Out of sudden i juz woke up early today. it was certainly not like me. What am i thinking about? What am i missing for? Still i can deny myself that i still love her and miss her. It's been days dat i cant get a gud nite sleep. Keep worry about her.. As i was sitting in front of my comp the whole day checking my FB hoping i can chat with her online but it turns out the other way round. About noon time, my whole body just suddenly turn weak and when i think back i realize that i have not been eaten for whole days since last nite. Its was a terrible feeling thought but i don't seem the have the appetite to eat. I need to force myself to eat in order to move on the next day so i took some of mum's cook fired rice.

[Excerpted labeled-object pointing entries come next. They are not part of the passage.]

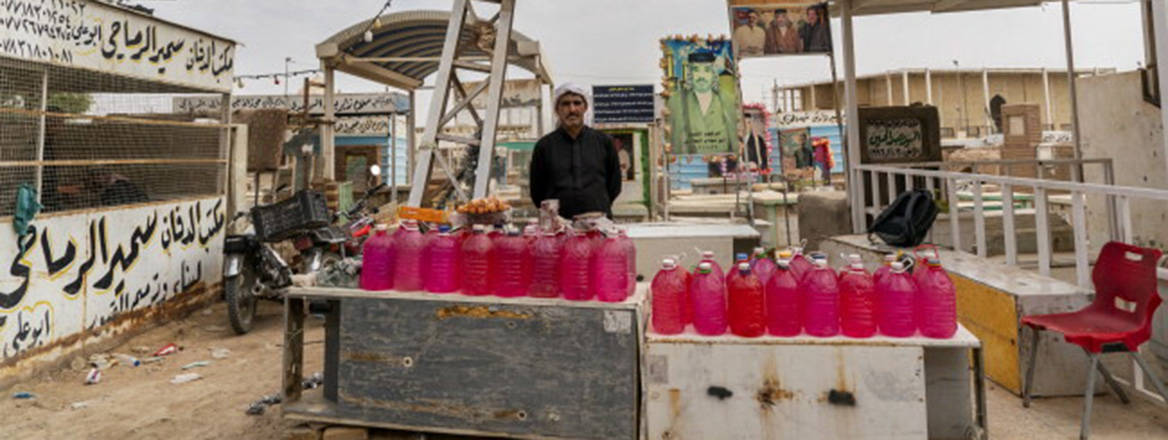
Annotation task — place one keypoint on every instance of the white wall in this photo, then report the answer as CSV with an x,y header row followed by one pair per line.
x,y
81,271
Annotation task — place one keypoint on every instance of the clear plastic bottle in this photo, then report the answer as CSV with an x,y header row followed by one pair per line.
x,y
477,263
513,270
784,302
763,266
377,260
884,269
746,309
546,265
574,267
936,301
857,302
821,301
709,297
408,256
896,294
669,292
443,272
610,269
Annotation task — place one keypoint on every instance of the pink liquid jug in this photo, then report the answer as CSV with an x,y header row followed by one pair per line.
x,y
709,297
377,262
821,301
784,302
884,269
477,263
936,301
763,266
574,267
546,266
408,256
443,272
669,293
896,294
746,309
513,270
857,302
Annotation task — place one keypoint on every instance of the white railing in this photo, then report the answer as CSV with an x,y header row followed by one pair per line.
x,y
1118,203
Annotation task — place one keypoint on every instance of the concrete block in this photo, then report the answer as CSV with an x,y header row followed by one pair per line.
x,y
301,433
346,433
822,215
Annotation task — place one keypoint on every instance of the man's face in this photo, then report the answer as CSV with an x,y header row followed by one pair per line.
x,y
570,109
703,76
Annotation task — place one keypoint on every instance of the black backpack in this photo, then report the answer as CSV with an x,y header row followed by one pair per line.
x,y
906,221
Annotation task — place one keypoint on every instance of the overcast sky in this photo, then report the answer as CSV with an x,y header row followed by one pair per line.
x,y
616,41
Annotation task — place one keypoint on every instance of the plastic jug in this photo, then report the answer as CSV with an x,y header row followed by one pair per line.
x,y
895,295
708,257
669,293
885,267
748,315
477,263
546,266
821,301
799,264
936,301
784,304
857,302
709,297
408,255
610,269
377,260
442,274
574,267
513,269
763,266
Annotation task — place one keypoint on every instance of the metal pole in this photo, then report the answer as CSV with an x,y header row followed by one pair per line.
x,y
1070,78
855,187
40,135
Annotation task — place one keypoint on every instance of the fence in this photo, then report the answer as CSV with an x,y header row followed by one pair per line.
x,y
87,139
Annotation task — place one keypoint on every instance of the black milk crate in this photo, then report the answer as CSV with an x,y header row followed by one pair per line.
x,y
276,222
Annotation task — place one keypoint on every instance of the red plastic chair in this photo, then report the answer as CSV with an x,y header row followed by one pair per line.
x,y
1119,319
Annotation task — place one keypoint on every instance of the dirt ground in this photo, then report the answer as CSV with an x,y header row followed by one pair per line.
x,y
140,403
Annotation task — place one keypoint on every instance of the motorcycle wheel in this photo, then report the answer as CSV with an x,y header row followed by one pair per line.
x,y
241,299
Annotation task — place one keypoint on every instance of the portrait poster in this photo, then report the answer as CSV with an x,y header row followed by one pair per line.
x,y
701,91
764,28
623,142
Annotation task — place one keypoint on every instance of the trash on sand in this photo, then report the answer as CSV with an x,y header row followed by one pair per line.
x,y
129,360
168,349
258,406
196,364
94,376
186,378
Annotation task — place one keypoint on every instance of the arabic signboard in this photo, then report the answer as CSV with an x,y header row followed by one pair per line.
x,y
623,104
899,134
345,104
516,93
91,35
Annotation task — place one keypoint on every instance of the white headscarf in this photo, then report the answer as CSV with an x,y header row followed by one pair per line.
x,y
575,89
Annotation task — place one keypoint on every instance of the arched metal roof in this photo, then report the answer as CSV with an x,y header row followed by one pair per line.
x,y
412,41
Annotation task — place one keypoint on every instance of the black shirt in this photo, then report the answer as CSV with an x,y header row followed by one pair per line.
x,y
583,173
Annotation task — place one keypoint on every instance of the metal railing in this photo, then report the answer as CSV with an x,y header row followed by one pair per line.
x,y
1118,203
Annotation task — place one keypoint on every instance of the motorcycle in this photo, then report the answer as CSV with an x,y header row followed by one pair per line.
x,y
252,270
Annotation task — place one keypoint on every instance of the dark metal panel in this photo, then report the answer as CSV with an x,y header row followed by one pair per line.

About 10 pm, i came back to the old place where me and her used to hang out at when were both hungry which at McD (Kuching Airport). As i was on my way back, i cant resist myself from visiting her so i turn into her house and take a look at her crashed car. Its was quite bad but i was glad that she was okay but i keep remind myself not to hang too long around her house. This will just cause her to hate me more.
At the bottom of my heart, i pray to GOD. Where are u my dear? I'm so worry about you. I miss you so much. I feel regret and hoping i could turn back the time and change everything in a short of time but when i realize it, its impossible for it to happen. No matter i took u how long to recover i will always be waiting for ur return.
To all viewer, it good to appreciate what u have now rather then losing it when u finally realize the gud site of it. Who might knows what is going to happen next? Neither you nor him will know what is goin to happen. When that happen it will be the most painful and regretful of our life.